MANILA- Calling the attention of the International Criminal Court on China's activities in the West Philippine Sea shows a "principled stand" on the part of Filipino fishermen and former government officials, an analyst and a lawyer said Monday.
"I don't think it's entirely futile because in the first place it already has an impact. It has called attention to the fact that China continues to carry out its activities in the West Philippine Sea," international maritime law expert Jay Batongbacal told ANC's Headstart.
Filipino fishermen together with former Foreign Affairs Secretary Albert del Rosario and former Ombudsman Conchita Carpio Morales filed a communication to the ICC on China's activities in the disputed waters last May 13.
The international body received the communication on March 15, two days before the Philippines officially withdrew from the ICC.
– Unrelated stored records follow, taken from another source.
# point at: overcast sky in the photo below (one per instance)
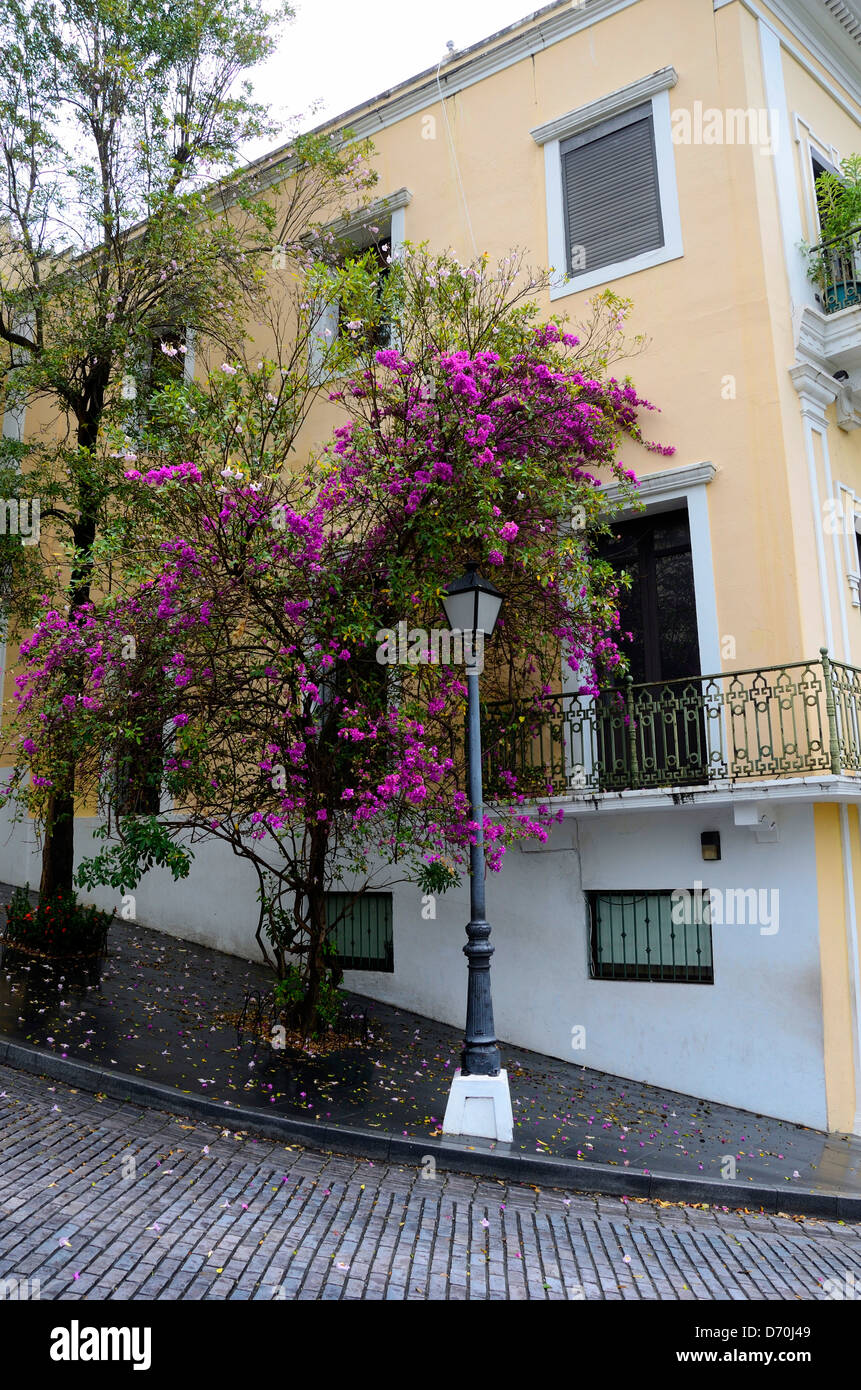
(341, 52)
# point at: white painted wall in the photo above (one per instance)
(753, 1039)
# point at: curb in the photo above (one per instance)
(448, 1154)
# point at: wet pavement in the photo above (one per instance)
(156, 1011)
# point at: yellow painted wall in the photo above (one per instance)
(833, 954)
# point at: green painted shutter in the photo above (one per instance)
(362, 930)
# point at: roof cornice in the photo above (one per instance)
(605, 106)
(541, 31)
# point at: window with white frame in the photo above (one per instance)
(612, 205)
(380, 231)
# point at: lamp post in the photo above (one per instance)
(479, 1101)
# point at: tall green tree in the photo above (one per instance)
(127, 235)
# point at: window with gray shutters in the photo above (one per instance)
(611, 193)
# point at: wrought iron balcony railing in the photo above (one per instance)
(838, 266)
(778, 722)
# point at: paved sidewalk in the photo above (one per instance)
(109, 1201)
(157, 1015)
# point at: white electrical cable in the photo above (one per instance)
(451, 145)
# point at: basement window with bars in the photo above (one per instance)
(636, 936)
(611, 192)
(362, 930)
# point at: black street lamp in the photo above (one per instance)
(472, 606)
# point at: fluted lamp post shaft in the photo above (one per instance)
(479, 1102)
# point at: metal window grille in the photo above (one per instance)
(362, 930)
(637, 936)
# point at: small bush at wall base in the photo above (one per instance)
(59, 926)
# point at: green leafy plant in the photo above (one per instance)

Chinese President Xi and other Chinese officials allegedly committed crimes against humanity in implementing Beijing's "systematic plan to control the South China Sea."
Among crimes punishable under the ICC are genocide, crimes against humanity, war crimes, and aggression.
China is not a state party to the Rome Statute, which established the ICC.
Lawyer Arpee Santiago, president of the Philippine Coalition for the ICC, meanwhile said the communication filed "left a window open for the Philippines."
"We must remember that there are no statutory limitations for a preliminary investigation to happen," he said.
The communication also sends a message of hope to Filipino fishermen, he added.
"At the very least it gives them (fishermen) hope that some people are actually fighting for their cause… I think that's a very strong statement that has been put forward."
While some analysts view the move to be futile, Batongbacal meanwhile reiterated that Manila's case against Beijing before a UN-backed arbitral tribunal in 2013 was also seen as a long shot before.
The Philippines, under Del Rosario, sued China for incursions in the country's exclusive economic zone within the disputed South China Sea.
The tribunal, based in The Hague, invalidated China's 9-dash line claim over the waters and recognized traditional fishing rights of Filipinos in the Scarborough Shoal, an area where Beijing's patrol ships had shooed away Philippine fishermen.
"Definitely it could be seen as a long shot but we must always remember that even the Philippines vs. China case was a long shot," Batongbacal said.
"Just because it's not that clear doesn't mean it's futile," he added.